The group prayed that the Obama administration, the Senate and the House make certain that they do not “balance the budget on the backs of the poor,” The Hill reported.
Others surrounded the group in support and said “Amen,” a witness told The Hill. Capitol Police warned the group to stop praying, but they were ignored.
The Capitol Police then cleared the area of tourists and media, and arrested the faith group for demonstrating inside the building. The room was open to the public again at about 1:30 p.m.
Those arrested included Rev. Jennifer Butler, executive director of Faith in Public Life, Jim Winkler, general secretary, General Board of Church and Society, United Methodist Church; and Rabbi Arthur Waskow, Shalom Center, Philadelphia, who was in a wheelchair but was lifted out of it when he was arrested.
In a statement, the interfaith group said it is “frustrated that their pleas to the administration and Congress to protect funding for the nation’s most vulnerable are being ignored.”
Congress is paralyzed
“Congress is paralyzed,” Rev. Michael Livingston, former president of the National Council of the Churches of Christ (USA) said in a statement, blaming this on “toxic partisan politics.”

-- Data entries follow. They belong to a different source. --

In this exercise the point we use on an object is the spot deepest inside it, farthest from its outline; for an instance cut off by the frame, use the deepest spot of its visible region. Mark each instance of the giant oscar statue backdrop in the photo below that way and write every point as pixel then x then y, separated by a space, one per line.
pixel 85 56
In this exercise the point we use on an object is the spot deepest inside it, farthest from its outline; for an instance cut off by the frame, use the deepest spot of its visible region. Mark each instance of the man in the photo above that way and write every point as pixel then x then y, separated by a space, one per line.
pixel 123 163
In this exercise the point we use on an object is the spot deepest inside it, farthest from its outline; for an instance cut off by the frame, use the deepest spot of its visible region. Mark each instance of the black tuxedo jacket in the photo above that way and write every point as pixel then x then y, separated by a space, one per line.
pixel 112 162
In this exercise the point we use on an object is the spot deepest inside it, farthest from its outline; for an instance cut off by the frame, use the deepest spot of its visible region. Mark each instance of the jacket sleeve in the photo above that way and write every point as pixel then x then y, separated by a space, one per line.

Livingston said in the statement, “Our elected officials are protecting corporations and wealthy individuals while shredding the safety net for millions of the most vulnerable people in our nation and abroad. Our faith won’t allow us to passively watch this travesty unfold.”
Last July 26, two bishops, namely Bishop Howard J. Hubbard of Albany, N.Y. and Bishop Stephen E. Blaire of Stockton, Calif., in a statement said, “A just framework for future budgets cannot rely on disproportionate cuts in essential services to poor persons. It requires shared sacrifice by all, including raising adequate revenues, eliminating unnecessary military and other spending, and addressing the long-term costs of health insurance and retirement programs fairly,” NCR reported.
A letter was also sent last July 27 addressed to House Speaker John Boehner, from a group of Catholic priests, religious and lay people. The letter said, “You can heed the consistent moral calls from Catholic leaders who have urged lawmakers to decrease our debt fairly and protect the most vulnerable, or you can yield to growing political pressure from Tea Party Republicans willing to accept catastrophic default for the first time in our nation’s history,” NCR reported.
The letter continued, “This is a stark choice between responsible leadership that serves the common good and narrow ideology that makes tax cuts for the wealthy our most sacred national priority. … Now is the time to seek a compromise that reflects the Catholic values of solidarity with the most vulnerable and prudential judgment,” NCR reported.